Articles Inspirational articles from Hay House authors
Is There Dancing in Heaven?
My encounter with eternity.She ran forward to prevent me from collapsing on the floor.
“Are you okay?” she asked as she reached out and took hold of my arm. “You turned white and should probably sit down. Come over here with me.”
She led me to an area where four or five hay bales rested against the wall, then guided me by the arm till I was sitting down. I placed my head between my legs to let the blood return to my brain and to shelter myself from the strange hallucination. My eyes were closed so I couldn’t see my surroundings, but the fact remained that a woman who looked and sounded exactly like Linda was sitting next to me. And yet, it wasn’t the woman I knew in middle age who had died when she was forty-three. The woman who sat next to me was in her early twenties, the same age Linda was when we met. Her hair was long and straight and she wore an outfit that I remembered well, a Laura Ashley dress that resembled a hipper version of something from Little House on the Prairie. I finally gained the courage to sit upright, then opened my eyes to look at her again. Her smile was bright, and her eyes possessed a brilliance that seemed otherworldly.
“My name is Linda,” she said as she reached out her hand. I didn’t know if I should offer mine in return or not, but finally did when I realized she wasn’t going to pull away. “I saw you walking toward me, then you had this terrible pain in your face and I thought you were going to pass out.”
“You said your name is Linda?” I asked without looking at her.
“Yes, that’s what I said.”
“Linda what? What’s your last name?”
It was as if the question puzzled her. She looked toward the far wall of the barn as if she was thinking, then turned back to me and said: “I honestly don’t know. It feels like I do, or that I should, but for the life of me I don’t know what it is. I guess it isn’t important.”
“Do you know who I am?” I asked, finally getting up enough courage to look directly into her eyes. “You have to recognize me . . . do you know my name?”
She looked into my eyes and at my face. “Well, you do look very familiar, but I can’t say I know who you are. Am I supposed to?”

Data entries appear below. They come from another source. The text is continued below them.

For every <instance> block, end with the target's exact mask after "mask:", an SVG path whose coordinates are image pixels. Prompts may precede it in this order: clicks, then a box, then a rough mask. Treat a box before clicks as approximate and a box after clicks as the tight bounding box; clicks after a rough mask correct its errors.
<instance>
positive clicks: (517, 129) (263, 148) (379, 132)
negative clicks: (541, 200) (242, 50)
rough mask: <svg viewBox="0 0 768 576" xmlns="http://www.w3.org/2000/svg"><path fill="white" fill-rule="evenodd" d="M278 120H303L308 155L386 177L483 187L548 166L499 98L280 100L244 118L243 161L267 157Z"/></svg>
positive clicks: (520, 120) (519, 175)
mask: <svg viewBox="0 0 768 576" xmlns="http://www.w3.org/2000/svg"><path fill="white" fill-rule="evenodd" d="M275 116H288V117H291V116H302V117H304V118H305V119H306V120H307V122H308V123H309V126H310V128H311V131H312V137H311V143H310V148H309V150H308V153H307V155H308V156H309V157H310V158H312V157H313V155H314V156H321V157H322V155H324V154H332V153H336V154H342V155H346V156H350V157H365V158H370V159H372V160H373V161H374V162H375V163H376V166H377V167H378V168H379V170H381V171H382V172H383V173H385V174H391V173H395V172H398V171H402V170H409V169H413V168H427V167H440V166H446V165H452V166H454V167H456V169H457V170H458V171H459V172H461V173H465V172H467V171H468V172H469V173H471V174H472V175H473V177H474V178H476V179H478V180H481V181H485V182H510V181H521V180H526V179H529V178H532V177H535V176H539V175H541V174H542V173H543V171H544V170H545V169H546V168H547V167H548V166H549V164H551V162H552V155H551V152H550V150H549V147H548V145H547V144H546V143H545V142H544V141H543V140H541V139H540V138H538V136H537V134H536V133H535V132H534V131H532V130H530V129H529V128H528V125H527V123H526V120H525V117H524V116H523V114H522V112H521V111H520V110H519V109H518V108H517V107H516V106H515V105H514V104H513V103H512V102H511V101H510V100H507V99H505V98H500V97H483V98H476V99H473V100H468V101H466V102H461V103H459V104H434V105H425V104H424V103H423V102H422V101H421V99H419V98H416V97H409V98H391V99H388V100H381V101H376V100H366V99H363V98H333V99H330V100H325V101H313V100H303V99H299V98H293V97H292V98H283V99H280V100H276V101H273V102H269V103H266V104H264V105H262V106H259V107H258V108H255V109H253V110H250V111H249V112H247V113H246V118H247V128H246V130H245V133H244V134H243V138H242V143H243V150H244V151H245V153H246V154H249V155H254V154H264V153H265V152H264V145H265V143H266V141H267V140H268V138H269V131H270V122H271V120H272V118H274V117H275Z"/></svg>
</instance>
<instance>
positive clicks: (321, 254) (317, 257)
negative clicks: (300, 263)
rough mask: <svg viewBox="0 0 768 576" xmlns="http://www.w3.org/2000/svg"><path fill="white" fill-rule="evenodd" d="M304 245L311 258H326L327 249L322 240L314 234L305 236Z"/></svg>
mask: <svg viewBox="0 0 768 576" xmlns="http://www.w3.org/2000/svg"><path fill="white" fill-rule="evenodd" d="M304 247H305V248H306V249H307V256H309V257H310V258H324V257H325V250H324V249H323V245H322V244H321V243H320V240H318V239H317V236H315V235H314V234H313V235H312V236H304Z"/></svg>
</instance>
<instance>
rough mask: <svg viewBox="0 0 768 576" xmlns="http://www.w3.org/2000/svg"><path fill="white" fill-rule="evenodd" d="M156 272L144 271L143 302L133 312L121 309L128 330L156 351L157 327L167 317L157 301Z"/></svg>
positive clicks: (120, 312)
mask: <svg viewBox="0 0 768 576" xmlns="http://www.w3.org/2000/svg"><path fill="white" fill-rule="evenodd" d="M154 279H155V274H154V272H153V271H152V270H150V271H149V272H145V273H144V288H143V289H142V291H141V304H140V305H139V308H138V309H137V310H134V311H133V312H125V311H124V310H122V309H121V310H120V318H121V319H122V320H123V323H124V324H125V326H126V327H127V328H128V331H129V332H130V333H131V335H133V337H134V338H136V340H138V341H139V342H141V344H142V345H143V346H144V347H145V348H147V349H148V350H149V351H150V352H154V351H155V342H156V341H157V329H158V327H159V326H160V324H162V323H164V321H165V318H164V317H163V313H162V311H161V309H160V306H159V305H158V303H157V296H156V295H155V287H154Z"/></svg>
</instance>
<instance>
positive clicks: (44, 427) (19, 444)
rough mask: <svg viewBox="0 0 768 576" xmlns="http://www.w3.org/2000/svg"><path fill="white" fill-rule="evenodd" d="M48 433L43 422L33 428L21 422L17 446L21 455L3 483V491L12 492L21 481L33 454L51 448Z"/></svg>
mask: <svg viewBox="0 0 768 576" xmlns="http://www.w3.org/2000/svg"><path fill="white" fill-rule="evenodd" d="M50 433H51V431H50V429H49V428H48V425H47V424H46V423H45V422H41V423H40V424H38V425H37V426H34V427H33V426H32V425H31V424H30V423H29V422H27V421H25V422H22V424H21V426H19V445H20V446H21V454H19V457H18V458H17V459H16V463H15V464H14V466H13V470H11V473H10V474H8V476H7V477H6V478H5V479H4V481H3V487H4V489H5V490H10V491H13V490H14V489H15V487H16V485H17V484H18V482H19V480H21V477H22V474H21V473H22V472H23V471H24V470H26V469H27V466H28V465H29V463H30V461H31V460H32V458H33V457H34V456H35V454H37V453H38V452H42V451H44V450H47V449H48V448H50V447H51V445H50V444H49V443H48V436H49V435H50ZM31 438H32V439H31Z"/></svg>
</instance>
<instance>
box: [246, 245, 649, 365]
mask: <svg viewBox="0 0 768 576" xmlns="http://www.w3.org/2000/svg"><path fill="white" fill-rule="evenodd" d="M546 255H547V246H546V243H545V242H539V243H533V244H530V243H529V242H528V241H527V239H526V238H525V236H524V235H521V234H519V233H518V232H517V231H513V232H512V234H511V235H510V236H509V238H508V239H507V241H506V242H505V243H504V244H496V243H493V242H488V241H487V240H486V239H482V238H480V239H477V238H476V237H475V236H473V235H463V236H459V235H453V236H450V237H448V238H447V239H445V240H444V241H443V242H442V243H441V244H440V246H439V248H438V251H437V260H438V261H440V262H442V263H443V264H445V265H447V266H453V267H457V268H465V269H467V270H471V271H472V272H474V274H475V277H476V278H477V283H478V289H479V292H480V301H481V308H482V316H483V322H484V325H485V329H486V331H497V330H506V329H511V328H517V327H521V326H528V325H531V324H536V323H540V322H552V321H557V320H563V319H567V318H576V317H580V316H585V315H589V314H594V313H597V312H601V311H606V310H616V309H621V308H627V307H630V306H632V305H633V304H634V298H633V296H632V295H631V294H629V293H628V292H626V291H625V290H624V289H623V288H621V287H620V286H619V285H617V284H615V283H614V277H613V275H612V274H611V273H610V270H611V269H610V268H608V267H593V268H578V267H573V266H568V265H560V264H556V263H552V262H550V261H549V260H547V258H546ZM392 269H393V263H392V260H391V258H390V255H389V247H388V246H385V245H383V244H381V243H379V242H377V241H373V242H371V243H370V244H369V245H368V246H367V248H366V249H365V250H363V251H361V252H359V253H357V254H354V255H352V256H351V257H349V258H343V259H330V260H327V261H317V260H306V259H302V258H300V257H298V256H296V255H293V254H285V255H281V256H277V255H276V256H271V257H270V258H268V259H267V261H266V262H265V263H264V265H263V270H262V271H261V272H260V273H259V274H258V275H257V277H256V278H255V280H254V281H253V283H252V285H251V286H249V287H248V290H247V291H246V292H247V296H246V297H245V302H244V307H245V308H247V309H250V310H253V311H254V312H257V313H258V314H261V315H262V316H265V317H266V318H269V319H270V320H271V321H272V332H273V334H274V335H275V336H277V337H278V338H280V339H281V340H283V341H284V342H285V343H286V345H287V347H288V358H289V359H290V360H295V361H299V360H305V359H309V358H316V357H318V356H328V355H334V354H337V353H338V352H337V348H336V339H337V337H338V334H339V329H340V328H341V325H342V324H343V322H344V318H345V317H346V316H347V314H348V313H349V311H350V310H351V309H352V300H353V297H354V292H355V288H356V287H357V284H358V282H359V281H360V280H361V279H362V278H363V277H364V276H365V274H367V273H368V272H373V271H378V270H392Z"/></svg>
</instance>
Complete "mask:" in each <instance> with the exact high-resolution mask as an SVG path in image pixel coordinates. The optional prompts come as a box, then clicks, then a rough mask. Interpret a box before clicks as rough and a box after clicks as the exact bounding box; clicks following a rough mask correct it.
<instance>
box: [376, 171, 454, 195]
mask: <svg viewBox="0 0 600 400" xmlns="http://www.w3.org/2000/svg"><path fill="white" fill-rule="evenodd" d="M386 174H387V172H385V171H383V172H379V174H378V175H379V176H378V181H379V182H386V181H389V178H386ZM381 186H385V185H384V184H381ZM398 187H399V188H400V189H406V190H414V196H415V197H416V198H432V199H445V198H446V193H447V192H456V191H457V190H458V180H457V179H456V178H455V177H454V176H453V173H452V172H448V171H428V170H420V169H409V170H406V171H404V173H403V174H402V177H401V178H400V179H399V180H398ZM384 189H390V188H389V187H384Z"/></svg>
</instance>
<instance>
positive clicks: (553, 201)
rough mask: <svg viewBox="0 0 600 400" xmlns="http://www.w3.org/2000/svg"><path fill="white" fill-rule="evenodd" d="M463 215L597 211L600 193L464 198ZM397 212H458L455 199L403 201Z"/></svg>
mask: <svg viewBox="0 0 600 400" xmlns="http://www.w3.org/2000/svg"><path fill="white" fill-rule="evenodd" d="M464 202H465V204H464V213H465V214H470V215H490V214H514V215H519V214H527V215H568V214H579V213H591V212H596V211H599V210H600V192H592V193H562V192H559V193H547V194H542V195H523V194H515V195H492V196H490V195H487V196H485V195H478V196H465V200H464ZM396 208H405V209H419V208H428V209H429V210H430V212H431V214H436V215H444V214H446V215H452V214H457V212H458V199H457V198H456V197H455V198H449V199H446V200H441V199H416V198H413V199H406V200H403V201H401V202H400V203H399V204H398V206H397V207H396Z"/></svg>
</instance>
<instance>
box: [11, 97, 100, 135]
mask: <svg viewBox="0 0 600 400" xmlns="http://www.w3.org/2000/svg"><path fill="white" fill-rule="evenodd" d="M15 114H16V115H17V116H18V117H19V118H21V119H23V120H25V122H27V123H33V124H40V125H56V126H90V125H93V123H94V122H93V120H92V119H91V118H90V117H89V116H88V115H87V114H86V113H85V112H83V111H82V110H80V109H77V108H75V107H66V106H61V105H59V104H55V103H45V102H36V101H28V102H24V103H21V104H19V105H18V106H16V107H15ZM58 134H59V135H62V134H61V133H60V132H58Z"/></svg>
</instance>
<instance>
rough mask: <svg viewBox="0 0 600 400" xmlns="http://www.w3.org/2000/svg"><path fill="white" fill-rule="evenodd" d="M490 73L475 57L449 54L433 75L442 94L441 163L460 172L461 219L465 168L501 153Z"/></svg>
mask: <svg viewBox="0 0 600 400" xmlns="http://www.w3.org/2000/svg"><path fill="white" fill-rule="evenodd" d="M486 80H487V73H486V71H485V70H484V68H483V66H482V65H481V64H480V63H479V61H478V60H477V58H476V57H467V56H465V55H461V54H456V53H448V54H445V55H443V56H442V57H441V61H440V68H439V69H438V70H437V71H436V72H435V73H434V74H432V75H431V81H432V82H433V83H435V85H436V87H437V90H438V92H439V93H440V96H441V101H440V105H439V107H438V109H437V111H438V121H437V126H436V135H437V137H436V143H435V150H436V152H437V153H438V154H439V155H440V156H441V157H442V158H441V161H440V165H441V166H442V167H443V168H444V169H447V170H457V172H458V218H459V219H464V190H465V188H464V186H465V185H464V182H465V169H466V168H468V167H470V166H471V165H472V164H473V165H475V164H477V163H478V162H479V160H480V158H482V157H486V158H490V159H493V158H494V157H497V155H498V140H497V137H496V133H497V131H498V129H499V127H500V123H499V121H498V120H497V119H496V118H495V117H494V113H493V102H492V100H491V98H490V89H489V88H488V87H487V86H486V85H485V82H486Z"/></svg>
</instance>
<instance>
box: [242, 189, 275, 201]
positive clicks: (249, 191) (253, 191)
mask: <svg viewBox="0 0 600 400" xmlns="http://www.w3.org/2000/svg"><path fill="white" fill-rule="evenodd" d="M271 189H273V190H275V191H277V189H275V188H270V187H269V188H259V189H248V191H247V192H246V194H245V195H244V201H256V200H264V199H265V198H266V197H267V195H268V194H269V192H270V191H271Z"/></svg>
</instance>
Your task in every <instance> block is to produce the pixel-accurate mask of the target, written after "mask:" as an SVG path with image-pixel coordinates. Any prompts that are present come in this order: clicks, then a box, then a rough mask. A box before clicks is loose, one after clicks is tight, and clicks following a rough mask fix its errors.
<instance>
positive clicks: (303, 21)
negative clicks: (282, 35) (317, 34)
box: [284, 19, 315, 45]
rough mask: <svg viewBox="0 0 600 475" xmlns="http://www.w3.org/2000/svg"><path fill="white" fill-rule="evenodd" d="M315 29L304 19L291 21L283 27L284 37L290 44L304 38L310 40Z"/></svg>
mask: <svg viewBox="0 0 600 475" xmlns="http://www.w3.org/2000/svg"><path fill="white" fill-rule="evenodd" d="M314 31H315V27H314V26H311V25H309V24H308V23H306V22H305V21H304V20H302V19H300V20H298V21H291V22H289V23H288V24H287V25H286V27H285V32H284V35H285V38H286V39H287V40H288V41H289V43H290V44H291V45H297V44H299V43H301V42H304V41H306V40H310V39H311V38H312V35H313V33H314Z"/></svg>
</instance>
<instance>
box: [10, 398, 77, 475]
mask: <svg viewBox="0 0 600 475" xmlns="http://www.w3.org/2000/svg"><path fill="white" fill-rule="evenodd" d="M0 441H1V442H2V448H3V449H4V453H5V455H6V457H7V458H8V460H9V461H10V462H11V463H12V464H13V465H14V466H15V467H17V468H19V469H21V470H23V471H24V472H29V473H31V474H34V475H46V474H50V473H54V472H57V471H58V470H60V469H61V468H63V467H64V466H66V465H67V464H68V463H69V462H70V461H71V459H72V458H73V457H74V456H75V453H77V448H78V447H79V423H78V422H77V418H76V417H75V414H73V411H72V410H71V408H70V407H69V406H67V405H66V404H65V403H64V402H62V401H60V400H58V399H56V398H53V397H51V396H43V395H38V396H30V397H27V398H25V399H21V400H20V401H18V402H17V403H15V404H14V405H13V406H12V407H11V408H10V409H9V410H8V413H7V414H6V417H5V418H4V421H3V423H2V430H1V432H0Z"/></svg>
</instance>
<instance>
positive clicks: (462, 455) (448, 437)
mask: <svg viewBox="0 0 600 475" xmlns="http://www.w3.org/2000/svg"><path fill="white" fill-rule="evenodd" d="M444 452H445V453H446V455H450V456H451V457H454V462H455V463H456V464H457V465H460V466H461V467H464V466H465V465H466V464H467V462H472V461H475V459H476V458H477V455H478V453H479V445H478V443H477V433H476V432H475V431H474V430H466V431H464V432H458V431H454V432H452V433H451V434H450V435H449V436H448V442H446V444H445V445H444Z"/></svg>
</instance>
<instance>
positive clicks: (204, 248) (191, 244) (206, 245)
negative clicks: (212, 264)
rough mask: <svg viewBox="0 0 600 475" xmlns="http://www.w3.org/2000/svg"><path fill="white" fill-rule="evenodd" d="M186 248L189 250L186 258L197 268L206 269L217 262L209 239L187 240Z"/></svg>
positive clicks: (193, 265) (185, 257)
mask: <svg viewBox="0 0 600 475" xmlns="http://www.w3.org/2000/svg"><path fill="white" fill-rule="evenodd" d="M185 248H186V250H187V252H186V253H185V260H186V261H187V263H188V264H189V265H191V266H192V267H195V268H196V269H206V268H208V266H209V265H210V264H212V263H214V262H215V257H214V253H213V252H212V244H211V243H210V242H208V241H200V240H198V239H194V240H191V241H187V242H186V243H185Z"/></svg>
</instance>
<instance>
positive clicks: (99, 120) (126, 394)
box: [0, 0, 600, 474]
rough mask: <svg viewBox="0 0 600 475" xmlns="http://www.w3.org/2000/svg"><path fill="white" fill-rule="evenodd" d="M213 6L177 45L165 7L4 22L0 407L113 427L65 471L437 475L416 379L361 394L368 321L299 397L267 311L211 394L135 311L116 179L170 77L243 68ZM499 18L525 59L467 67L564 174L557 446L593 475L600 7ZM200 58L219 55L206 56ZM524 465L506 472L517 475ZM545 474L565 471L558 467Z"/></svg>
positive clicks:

It was as if something broke inside me and I wasn’t able to hold myself together any longer. There was no question that this was the young woman I’d met in 1984, married, and raised a daughter with. She was also the woman who had been brutally murdered three and a half years earlier. That was the thing that disturbed me the most, the fact
that the woman I had been grieving for was now sitting in front of me as if nothing had ever changed.
“Yes, you are supposed to,” I said as I stood up from the hay bale. “It’s me . . . your husband, or ex-husband, or whatever. Why don’t you recognize me? And where the hell are we where this kind of thing feels so natural and normal?”
“I can guarantee we’re not in hell,” she said with a smile. “I wish I could help you more, but I honestly don’t remember. All I know is that I came to this wonderful dance and you’re here with me. You’re a little confused, but you seem like a nice person so I want to help you. Can you tell me what I should do now?”
Her words were so innocent, like a child wanting to please a loved one or a lover opening her heart to a person she tenderly cares for. I decided to relax as best I could, and sat back down, then took a deep breath.
“I don’t know what’s happening here,” I said, “but this is the most incredible and bizarre thing I’ve ever experienced, or even heard of.”